Gesichtslos
Bis gestern lächelten sie gemeinsam im Dauertakt. Auf Wahlplakaten des Jüdischen Hauses sah man den Parteivorsitzenden Naftali Bennett einträchtig mit Regierungschef Benjamin Netanjahu (Likud) an Straßenkreuzungen im ganzen Land. Doch nun ist es mit der Harmonie dahin. Der Likud beschwerte sich beim Allgemeinen Wahlkomitee der Knesset, dass Netanjahus Konterfei ohne dessen Einwilligung neben Bennetts gesetzt wurde. Die beiden sind sich nämlich nicht sonderlich grün. Zwar möchte der Chef im Jüdischen Haus, wie er immer wieder betont, auch gern Chef eines Ressorts in der Regierung werden, doch ob Netanjahu das auch will, ist fraglich. Schließlich klaut Bennett dem Likud seit Wochen jede Menge Stimmen. Das Komitee gab Netanjahu recht, brummte Bennett ein Bußgeld in Höhe von 72.000 Schekel (umgerechnet etwa 14.000 Euro) auf und verbot die Wahlposter. Die rechtsnationale Partei reagierte umgehend und pappte dem Regierungschef ein weißes Papier mitten auf die Nase.
Wahllos
Sie nölen und nerven: Ein junges israelisches Paar sitzt in einem Café und beklagt sich, wie doof es hier doch sei. Gerade sind sie aus der »Hauptstadt des Coolen«, wie Berlin im Jargon der Hippen genannt wird, zurückgekehrt. Als die Meckerpolizei mit quietschenden Reifen vor dem Lokal vorfährt und den beiden ein »Mecker-Verbot« von vier Jahren aufbrummt, weil sie bei den letzten Wahlen ihrer demokratischen Pflicht nicht nachgekommen sind, sind die zwei baff. »HaHipsterim« ist ein kurzer Clip, den die Wahlkommission in den Videokanal YouTube gestellt hat, um zu zeigen, dass nicht Israel, sondern Nichtwählen total uncool ist.
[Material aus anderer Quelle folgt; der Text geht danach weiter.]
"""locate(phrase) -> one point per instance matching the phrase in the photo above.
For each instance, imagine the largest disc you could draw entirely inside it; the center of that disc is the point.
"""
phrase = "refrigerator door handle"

Nach dem Motto: »Gibst Du Deine Stimme nicht ab – dann halt gefälligst Deinen Mund!« www.youtube.com/watch?v=gny9pnQqJzs
Terminlos
Nicht nur Mitglieder von gegnerischen Parteien schüttelten ob dieses Schachzuges den Kopf. Ministerpräsident und Likud-Vorsitzender Benjamin Netanjahu hat weniger als zwei Tage vor den Parlamentswahlen einen neuen Chef der Landbehörde eingesetzt. Es ist der in der Öffentlichkeit beliebte Kommunikationsminister Moshe Kahlon. Angeblich würde der die Wohnpreise für junge Familien und Soldaten verringern. Oppositonsführerin Schelly Jachimowitsch kommentierte wütend, dass dies blanker Populismus sei. »Vier Jahre lang hat Netanjahu die horrenden Wohnpreise im Land noch in die Höhe getrieben, und zwei Tage vor Stimmabgabe das. Er beleidigt damit die Intelligenz der Wähler.« Zumal die Behörde nicht einmal dem Ministerpräsidenten unterstehe, erklärte Jachimowitsch. »Will er etwa das Gesetz ändern?« Zipi Livni meinte, dass diese Pressekonferenz vor der Wahl nicht nur illegal, sondern »ein Witz sei«. Arie Deri von der Schas-Partei will sogar wissen, dass Kahlon im kommenden Juli zum Studium in die USA gehe, und fragt, ob er seinen Job dann mit der Fernbedienung machen wolle. Der eingesetzte Kahlon selbst gab zu, dass der Termin »wohl etwas unglücklich« gewählt war.
Gesetzlos
Nach einigen Zwischenfällen vor dem Urnengang wird das Polizeiaufgebot bei den Wahlen verstärkt. Am Sonntag hatten Vandalen einige Bücher der ultraorthodoxen Partei Schas verbrannt. Die Polizei vermutet einen Racheakt einer verfeindeten sefardischen Gruppe. An die Wände von Zipi Livnis »Hatnua« hatten Unbekannte geschmiert: »Igal Amir hatte recht«. Der jüdische Terrorist Amir hat den damaligen Ministerpräsidenten Yitzhak Rabin ermordet. Nun sollen 20.000 Sicherheitsmänner und -frauen am morgigen Dienstag für die Sicherheit von Wählern und Politikern sorgen. Der zuständige Abteilungschef der Polizei, Nissim Mor, betonte, dass seine Behörde auf jedwede Art von Gewalt vorbereitet sei. Von einer speziell eingerichteten Zentrale werden zudem sämtliche Stimm-Abgabestellen im ganzen Land überwacht.